Bright Paint or Bright Kids: Save CDC’s lead poisoning prevention funding
Last month, Congress approved the FY12 budget, and decreased funding for the CDC’s Healthy Homes and Lead Poisoning Prevention Program by 94%—virtually dismantling the program.
Banning lead in gasoline and most paint in the United States has been a public health victory that—even in the face of powerful industries and their lobbyists—has benefited all of us. But, at one time, it was also a difficult choice politically, and it took advocates years to change national policies to protect health. In the Nation of Change article, “Bright Paint or Bright Kids,” Larry Cohen describes how lead poisoning prevention advocates succeeded in building healthier communities through policy change, despite corporations downplaying the problem and lobbyist attempts to derail their efforts. Read the full article now.
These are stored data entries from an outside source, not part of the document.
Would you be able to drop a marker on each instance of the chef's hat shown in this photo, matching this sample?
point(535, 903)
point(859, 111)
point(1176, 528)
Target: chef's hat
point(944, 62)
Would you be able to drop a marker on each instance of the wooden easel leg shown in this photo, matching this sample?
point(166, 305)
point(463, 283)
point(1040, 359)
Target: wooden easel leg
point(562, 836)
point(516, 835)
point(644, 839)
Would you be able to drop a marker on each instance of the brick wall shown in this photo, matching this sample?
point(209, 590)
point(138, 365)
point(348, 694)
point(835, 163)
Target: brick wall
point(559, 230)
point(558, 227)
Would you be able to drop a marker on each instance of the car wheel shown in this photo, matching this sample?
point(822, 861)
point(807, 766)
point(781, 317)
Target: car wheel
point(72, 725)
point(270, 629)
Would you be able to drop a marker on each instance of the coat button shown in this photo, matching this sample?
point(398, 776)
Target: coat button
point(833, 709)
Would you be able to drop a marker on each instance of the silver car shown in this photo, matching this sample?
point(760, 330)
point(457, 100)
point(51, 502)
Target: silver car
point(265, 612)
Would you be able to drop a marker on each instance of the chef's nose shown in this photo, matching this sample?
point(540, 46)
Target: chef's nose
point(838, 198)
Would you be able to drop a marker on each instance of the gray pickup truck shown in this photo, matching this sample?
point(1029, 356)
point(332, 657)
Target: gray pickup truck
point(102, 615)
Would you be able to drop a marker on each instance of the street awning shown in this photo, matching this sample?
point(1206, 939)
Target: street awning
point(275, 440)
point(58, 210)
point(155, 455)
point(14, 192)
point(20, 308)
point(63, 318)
It's not too late to restore this important funding: call or write a letter to your Senator or Representative and ask them to support restoration of the CDC Healthy Homes and Lead Poisoning Prevention Program in the FY 2013 Labor, HHS, and Education Appropriations bill to their previous FY 2011 level of $29.257 million. Today, a quarter of a million kids (and their families, schools, our healthcare system and workplaces) continue to suffer from preventable lead poisoning as a result of residual lead toxicity from previous generations and other exposures that aren’t well regulated. Cutting the program now will halt decades of national surveillance and monitoring for lead poisoning, end support to state and local lead prevention programs, and exacerbate health disparities in low-income children of color.
It’s time for all of us to stand up and show zero tolerance for lead poisoning. Our children are counting on us.